A Formal Approach to the Problem of Logical Non-Omniscience

TL;DR

This paper introduces the logical induction criterion for algorithms that assign and refine probabilities to logical statements over time, ensuring rational belief updates and desirable properties in logical reasoning systems.

Contribution

It formalizes a logical induction framework that guarantees rational probabilistic reasoning for computational agents over logical statements.

Findings

Logical inductors outperform their deductive processes.

They perform universal empirical induction given sufficient time.
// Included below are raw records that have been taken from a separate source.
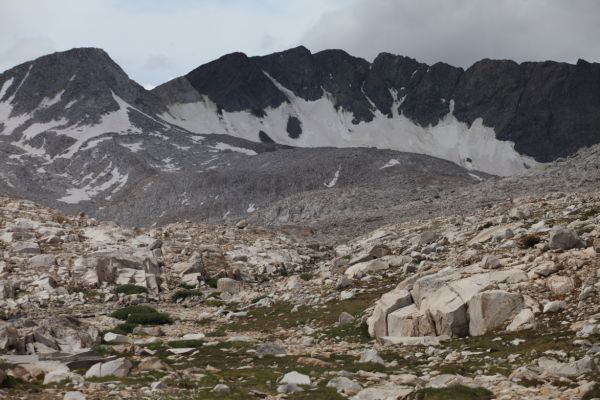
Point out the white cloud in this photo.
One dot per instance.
(141, 35)
(461, 32)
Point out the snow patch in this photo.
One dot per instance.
(116, 181)
(324, 126)
(50, 101)
(224, 147)
(391, 163)
(5, 86)
(133, 147)
(334, 180)
(169, 165)
(477, 177)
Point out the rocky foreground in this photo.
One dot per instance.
(503, 303)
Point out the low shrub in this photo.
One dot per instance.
(185, 344)
(124, 313)
(528, 241)
(185, 293)
(306, 276)
(124, 328)
(152, 318)
(458, 392)
(130, 289)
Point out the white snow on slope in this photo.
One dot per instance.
(134, 147)
(334, 180)
(50, 101)
(5, 86)
(8, 123)
(324, 126)
(93, 188)
(224, 146)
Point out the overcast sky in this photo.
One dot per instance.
(155, 40)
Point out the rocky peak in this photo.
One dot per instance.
(236, 83)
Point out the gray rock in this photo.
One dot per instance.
(295, 378)
(361, 269)
(428, 237)
(410, 322)
(492, 309)
(554, 306)
(115, 338)
(221, 389)
(119, 368)
(388, 303)
(345, 319)
(491, 262)
(269, 349)
(525, 319)
(582, 366)
(371, 356)
(228, 285)
(344, 386)
(565, 239)
(26, 248)
(560, 285)
(74, 396)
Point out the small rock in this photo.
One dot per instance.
(371, 356)
(74, 396)
(229, 285)
(564, 239)
(345, 319)
(119, 368)
(554, 306)
(491, 262)
(295, 378)
(344, 385)
(560, 285)
(115, 338)
(269, 349)
(158, 385)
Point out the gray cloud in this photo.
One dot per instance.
(24, 49)
(154, 40)
(142, 36)
(461, 32)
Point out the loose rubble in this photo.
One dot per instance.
(503, 303)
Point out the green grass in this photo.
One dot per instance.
(181, 294)
(185, 344)
(219, 332)
(130, 289)
(593, 393)
(211, 282)
(452, 393)
(349, 333)
(125, 312)
(124, 328)
(154, 318)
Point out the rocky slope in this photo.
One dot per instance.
(79, 135)
(502, 302)
(224, 143)
(497, 116)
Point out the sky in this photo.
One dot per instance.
(157, 40)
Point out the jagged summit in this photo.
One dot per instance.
(225, 141)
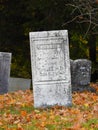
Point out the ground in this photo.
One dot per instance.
(18, 113)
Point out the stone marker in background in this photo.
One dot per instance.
(50, 68)
(81, 74)
(16, 84)
(5, 61)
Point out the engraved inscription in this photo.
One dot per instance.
(50, 68)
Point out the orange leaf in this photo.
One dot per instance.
(23, 113)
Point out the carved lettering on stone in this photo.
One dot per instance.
(50, 68)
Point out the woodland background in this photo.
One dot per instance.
(18, 18)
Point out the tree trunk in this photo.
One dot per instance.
(92, 48)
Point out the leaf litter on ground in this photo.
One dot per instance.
(17, 112)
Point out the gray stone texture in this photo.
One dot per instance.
(81, 74)
(50, 68)
(5, 61)
(16, 84)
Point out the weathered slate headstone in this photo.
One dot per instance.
(80, 74)
(16, 84)
(50, 68)
(5, 61)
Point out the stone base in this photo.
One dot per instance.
(76, 88)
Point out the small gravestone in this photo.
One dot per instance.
(16, 84)
(5, 61)
(50, 68)
(80, 74)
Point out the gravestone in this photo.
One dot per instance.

They exhibit strong self-trust in their reasoning.

Abstract

We present the logical induction criterion for computable algorithms that assign probabilities to every logical statement in a given formal language, and refine those probabilities over time. The criterion is motivated by a series of stock trading analogies. Roughly speaking, each logical sentence phi is associated with a stock that is worth $1 per share if phi is true and nothing otherwise, and we interpret the belief-state of a logically uncertain reasoner as a set of market prices, where pt_N(phi)=50% means that on day N, shares of phi may be bought or sold from the reasoner for 50%. A market is then called a logical inductor if (very roughly) there is no polynomial-time computable trading strategy with finite risk tolerance that earns unbounded profits in that market over time. We then describe how this single criterion implies a number of desirable properties of bounded reasoners; for example, logical inductors outpace their underlying deductive process, perform universal empirical induction given enough time to think, and place strong trust in their own reasoning process.